Entre 1440 et 1460, Padoue est l’un des centres artistiques les plus brillants d’Italie. Cette ville de tradition universitaire devient un lieu d’expérimentation où, dans un va-et-vient permanent, des artistes de toutes origines proposent des solutions figuratives résolument novatrices : beaucoup ont été attirés par la présence de Donatello, le génial sculpteur florentin, venu de 1443 à 1454 travailler au monument équestre du Gattamelata et à l’autel en bronze de la basilique Sant’Antonio.

Mantegna vit pleinement cette fièvre de renouveau. En 1445, tout juste adolescent, il est déjà mentionné comme peintre et fréquente depuis plusieurs années l’atelier de Francesco Squarcione, lui-même peintre et tailleur, qui a su attirer à lui de nombreux disciples – dont Nicolò Pizzolo, Marco Zoppo et Giorgio Schiavone – venus étudier chez lui les objets antiques et prendre connaissance des dernières inventions toscanes.

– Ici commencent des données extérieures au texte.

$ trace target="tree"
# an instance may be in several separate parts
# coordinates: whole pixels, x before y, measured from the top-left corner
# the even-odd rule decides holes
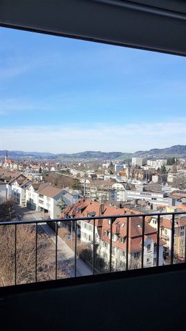
[[[36,281],[35,225],[17,225],[17,283]],[[37,281],[55,279],[55,245],[50,236],[38,231]],[[67,261],[68,262],[68,261]],[[58,278],[69,277],[72,265],[59,261]],[[15,225],[0,225],[0,286],[10,285],[15,281]]]

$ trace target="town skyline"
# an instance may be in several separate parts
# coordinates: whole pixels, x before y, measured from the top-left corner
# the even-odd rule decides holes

L’emprise des modèles sculpturaux sur la peinture est très forte à Padoue comme l’illustrent le Saint Marc de Mantegna, dont le cadrage à mi-corps dérive de compositions donatelliennes en terre cuite ou en bronze, et la Sainte Euphémie, conçue comme une statue dans une niche, mais prête, à son tour, à être aisément reproduite en sculpture.

 


Saint Marc

 

  1. Andrea Mantegna et Giovanni Bellini

En 1453, Mantegna épouse Nicolosia, la soeur de Giovanni Bellini, et noue ainsi des rapports étroits avec le plus grand atelier de peinture à Venise, que dirige son beau-père Jacopo. Les échanges intenses d’idées entre les deux beaux-frères et le jeu d’influences qui en résulte auront des répercussions fondamentales sur les destinées de la peinture en Italie.

Des personnages qui composent le Polyptyque de saint Luc, entrepris par Mantegna en 1453, c’est la Sainte Justine qui se ressent le plus de la veine tendre de Giovanni Bellini, comme la Vierge et l’Enfant entourés de deux saints que son style incite à placer dans ces mêmes années.

 

Sainte Justine

 

  1. Autour du triptyque de San Zeno de Vérone


De 1456 à 1459, Mantegna se consacre à la réalisation du triptyque monumental commandé par Gregorio Correr, l'abbé du couvent bénédictin de San Zeno de Vérone. Les panneaux principaux sont toujours en place sur le maître-autel de l'église tandis que les éléments de la prédelle sont divisés entre Tours et Paris. Pour agencer ses personnages au sein du vestibule à l'antique qui court sur la largeur du registre central, l'artiste prend pour modèle l'autel en bronze de Donatello au Santo de Padoue. Dans un souci poussé d'illusionnisme, il fait coïncider la lumière réelle de l'édifice, venue d'une fenêtre sur la droite, avec celle de l'espace fictif du tableau, et juxtapose les colonnes du cadre sculpté aux pilastres de la loggia peinte.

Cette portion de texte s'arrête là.